Configure Batch Job Runner

The Designer Cloud Powered by Trifacta platform utilizes the batch job runner service to orchestrate jobs that are executed on the selected backend running environment. This service passes jobs to the backend and tracks their progress until success or failure. This service is enabled by default.

Configure Timeout

Setting	Default Value	Description
batchserver.spark.requestTimeoutMillis	`120000` (2 minutes)	Maximum number of milliseconds that the Batch Job Runner service should wait for a response from the Spark Job service during job execution. Default is 2 minutes.

Configure polling intervals

The following parameters can be modified to change the Batch Job Runner polling intervals for various types of jobs.
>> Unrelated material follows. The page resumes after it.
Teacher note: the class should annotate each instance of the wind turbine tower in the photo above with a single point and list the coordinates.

Setting	Default Value	Description
jobMonitoring.ingestPollFrequencySeconds	3	Polling interval in seconds for Batch Job Runner to check for status of ingest jobs.
jobMonitoring.publishPollFrequencySeconds	3	Polling interval in seconds for Batch Job Runner to check for status of publishing jobs.
jobMonitoring.wranglePollFrequencySeconds	3	Polling interval in seconds for Batch Job Runner to check for status of wrangling jobs.
jobMonitoring.maxHeartbeatDelayMilliseconds	`7200000` (2 hours)	Duration in milliseconds for the service to wait for a job heartbeat before failing.

Configure Thread Sizing

Configure job threads

As needed, you can configure the number of worker threads assigned to each process that is managed by the batch job runner. Depending of the volume and complexity of jobs that you run of each type, you may choose to modify these settings to improve performance for key job types.

Tip

These settings can be configured through the Admin Settings page in the Trifacta Application. See Admin Settings Page.

By running environment:

Setting	Default Value	Description
batchserver.workers.photon.max	2	Number of worker threads for running Trifacta Photon jobs. This value corresponds to the maximum number of photon jobs that can be queued at the same time. For more information, see Configure Photon Running Environment.
batchserver.workers.spark.max	16	Number of worker threads for running Spark jobs. For more information, see Configure Spark Running Environment.
batchserver.workers.wrangle.max	16	Number of worker threads for running transformation jobs.

Setting

Default Value

Description

batchserver.workers.photon.max

Number of worker threads for running Trifacta Photon jobs. This value corresponds to the maximum number of photon jobs that can be queued at the same time.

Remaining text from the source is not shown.